The response stability was evaluated at the individual participant level and analyzed across controversial and uncontroversial scenarios. For controversial scenarios, the observed instability was approximately 10-18% (±\pm 14-15%), indicating that participants changed their responses between 10-18% of the time. This instability was positively associated with prolonged response times and perceived decision difficulty, suggesting that moral decisions perceived as difficult or complex are more likely to fluctuate over time.

However, responses to uncontroversial scenarios exhibited higher stability and agreement across participants, confirming that situations with clear moral choices yield more consistent judgments.
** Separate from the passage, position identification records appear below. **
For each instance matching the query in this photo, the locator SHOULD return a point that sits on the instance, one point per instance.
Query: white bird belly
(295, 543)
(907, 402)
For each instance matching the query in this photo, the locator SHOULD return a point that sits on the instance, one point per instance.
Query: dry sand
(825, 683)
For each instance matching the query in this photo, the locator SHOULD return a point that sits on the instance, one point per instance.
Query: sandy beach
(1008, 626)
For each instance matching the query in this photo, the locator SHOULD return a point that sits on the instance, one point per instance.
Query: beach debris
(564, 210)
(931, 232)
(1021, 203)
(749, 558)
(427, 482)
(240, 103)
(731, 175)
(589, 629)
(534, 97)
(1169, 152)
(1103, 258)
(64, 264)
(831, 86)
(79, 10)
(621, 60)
Additionally, the study found evidence that response instability could be linked to small differences in the priority scores assigned by participants to the compared profiles, implying that closer moral dilemmas inherently cause more variability in decision-making.

Implications for AI Development and Ethical Considerations

The findings present several practical and theoretical implications for AI development:

  1. Accuracy in Moral Preference Elicitation: The observed instability highlights a significant challenge in accurately capturing moral preferences through single-session surveys. For applications requiring high certainty and ethical alignment, such as resource allocation and autonomous vehicle programming, reliance on unstable preferences can lead to ethical misalignment between stakeholders and AI systems.
  2. Model Robustness and Training: The stability of decision models across sessions is crucial for developing robust and reliable AI systems. The study’s model-based evaluations revealed that participants' decision-making models changed across different sessions, emphasizing the need for multi-session data collection to enhance model accuracy and reliability.
  3. Need for Repeated Measures: For critical AI applications, the study suggests that repeated measurement and cross-validation of stakeholder preferences are essential. This approach helps account for potential variability due to temporary moods, decision difficulty, and external factors, thereby ensuring that the AI systems are trained on more stable and representative moral judgments.
  4. Aggregation Methods and Indecision: While aggregating responses may smooth individual variability, it risks diluting minority opinions, which can be crucial in diverse populations. Furthermore, the study’s findings on the association between response instability and decision difficulty underline the importance of modeling indecision and close-call scenarios in AI training frameworks.

Future Directions

The study opens several avenues for future research:

  • Extended Demographic and Contextual Analysis:

Broadening the participant population and exploring different moral scenarios can help generalize the findings and understand context-specific stability patterns.

  • Mechanisms of Instability:

Further research into the cognitive and contextual mechanisms driving instability can inform the development of more robust elicitation frameworks and AI alignment techniques.

  • Enhanced Survey Designs:

Developing methods to handle and model response instability, such as incorporating redundancy in moral queries or eliciting detailed explanations for choices, could improve the fidelity of moral preference surveys.

Conclusion

The paper by Boerstler et al. provides a comprehensive analysis of the stability of moral preferences and its implications for ethical AI development. By uncovering substantial instability in participants' moral judgments, the study challenges current computational elicitation methods and underscores the need for enhancements in survey design and AI training protocols. These findings are critical for ensuring that AI systems align with genuine and stable moral values of stakeholders, thereby fostering trust and ethical consistency in AI applications.